BeON’s first modular smart LED bulb product is the Home Protection System, a three-bulb kit with yellow modules with built-in microphones so the bulb can hear what’s going on around it and react. For instance, BeON’s LED lights can flash in a preprogrammed sequence if they hear the smoke alarm, CO2 alarm or the doorbell ring.
The BeONs also can supply four hours of emergency lighting in case of power outage, thanks to an integrated e-battery that charges whenever you turn your lamp on.
Along with speakers, cameras, Wi-Fi repeaters and microphones, it won’t be long before smart bulbs incorporate smoke and CO2 detectors, air fresheners, sonic pest repellents, cell signal boosters, or any other single or combination of heretofore dedicated-function devices.
There still remains the on/off-switch/app conundrum. If these LED bulbs are so smart and can include microphones, why can’t we just tell them to turn on or off?

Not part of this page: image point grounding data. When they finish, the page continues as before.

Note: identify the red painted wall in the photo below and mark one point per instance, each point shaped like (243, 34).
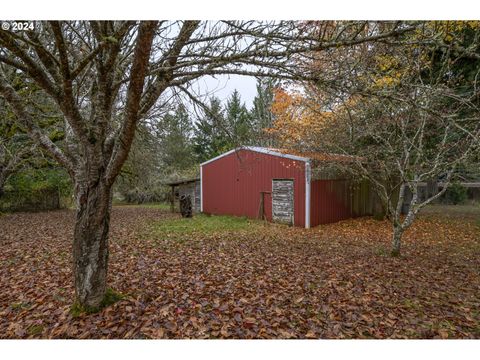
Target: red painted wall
(331, 201)
(232, 184)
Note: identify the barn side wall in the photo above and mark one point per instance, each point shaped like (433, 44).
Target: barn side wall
(339, 199)
(232, 184)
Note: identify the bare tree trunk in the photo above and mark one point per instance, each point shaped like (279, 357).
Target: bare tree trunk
(90, 246)
(3, 180)
(396, 240)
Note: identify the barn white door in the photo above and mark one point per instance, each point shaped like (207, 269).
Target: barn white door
(282, 201)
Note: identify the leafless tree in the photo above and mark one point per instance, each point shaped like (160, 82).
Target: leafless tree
(105, 76)
(399, 106)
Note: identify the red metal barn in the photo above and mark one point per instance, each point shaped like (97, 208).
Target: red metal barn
(254, 181)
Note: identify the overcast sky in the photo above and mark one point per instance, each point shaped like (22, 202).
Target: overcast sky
(222, 87)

You can, sort of. You can tell both the Hue and Insteon smart lights to turn on and off via new hubs that create separate connections to Apple’s HomeKit, Android’s Cortana and Amazon Echo’s Alexa voice-control systems. Just enunciate the appropriate command to one of these voice systems, and after a few seconds of communicating with their respective cloud intelligence, your lights come on or turn off.

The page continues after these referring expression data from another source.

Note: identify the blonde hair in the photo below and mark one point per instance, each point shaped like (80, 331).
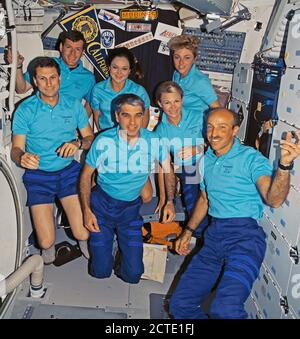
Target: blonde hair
(184, 41)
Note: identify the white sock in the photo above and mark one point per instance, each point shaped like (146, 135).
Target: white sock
(83, 245)
(48, 255)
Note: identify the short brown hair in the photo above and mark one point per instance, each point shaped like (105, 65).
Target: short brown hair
(167, 87)
(184, 41)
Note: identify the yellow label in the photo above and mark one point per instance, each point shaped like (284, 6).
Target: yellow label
(138, 15)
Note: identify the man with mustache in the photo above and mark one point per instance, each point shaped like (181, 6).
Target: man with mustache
(237, 179)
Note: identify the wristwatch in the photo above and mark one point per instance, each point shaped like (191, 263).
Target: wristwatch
(188, 228)
(80, 143)
(286, 168)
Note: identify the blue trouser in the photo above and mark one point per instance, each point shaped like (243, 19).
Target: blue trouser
(190, 191)
(122, 218)
(235, 244)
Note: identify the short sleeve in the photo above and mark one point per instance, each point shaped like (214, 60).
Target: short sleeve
(201, 174)
(20, 121)
(259, 166)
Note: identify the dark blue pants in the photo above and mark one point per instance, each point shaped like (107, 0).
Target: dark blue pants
(235, 244)
(190, 191)
(122, 218)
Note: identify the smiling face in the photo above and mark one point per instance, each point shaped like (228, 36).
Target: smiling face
(130, 119)
(119, 69)
(221, 131)
(47, 81)
(171, 104)
(183, 60)
(71, 52)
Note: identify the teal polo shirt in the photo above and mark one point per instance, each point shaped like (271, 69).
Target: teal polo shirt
(103, 95)
(46, 128)
(230, 182)
(76, 82)
(187, 133)
(198, 93)
(122, 169)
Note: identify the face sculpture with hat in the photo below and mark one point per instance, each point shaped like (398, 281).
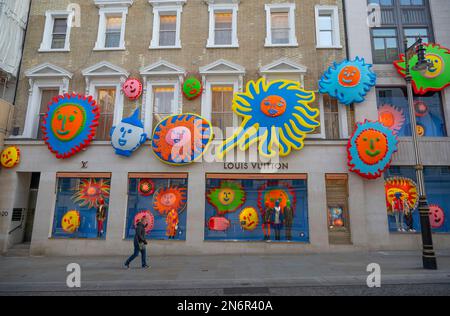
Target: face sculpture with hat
(128, 135)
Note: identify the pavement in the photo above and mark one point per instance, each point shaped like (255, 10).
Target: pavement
(303, 274)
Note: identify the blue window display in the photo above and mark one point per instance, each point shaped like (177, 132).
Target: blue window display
(162, 202)
(394, 112)
(437, 186)
(256, 210)
(81, 208)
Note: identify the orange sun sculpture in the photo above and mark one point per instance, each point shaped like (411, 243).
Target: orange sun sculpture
(169, 198)
(181, 139)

But why should smart bulbs need a Cyrano? Soon they won’t. At the upcoming CES, Sengled will announce Sengled Voice, a Wi-Fi smart LED bulb with dual microphones and dual JBL speakers — essentially Siri, Cortana and Alexa in a socket. You’ll be able to speak to the Voice bulb to not only control its lighting, but get answers to questions, listen for alarming sounds such as breaking glass or crying babies, or perform other as-yet unspecified smart home tasks, all with no additional third-party system required.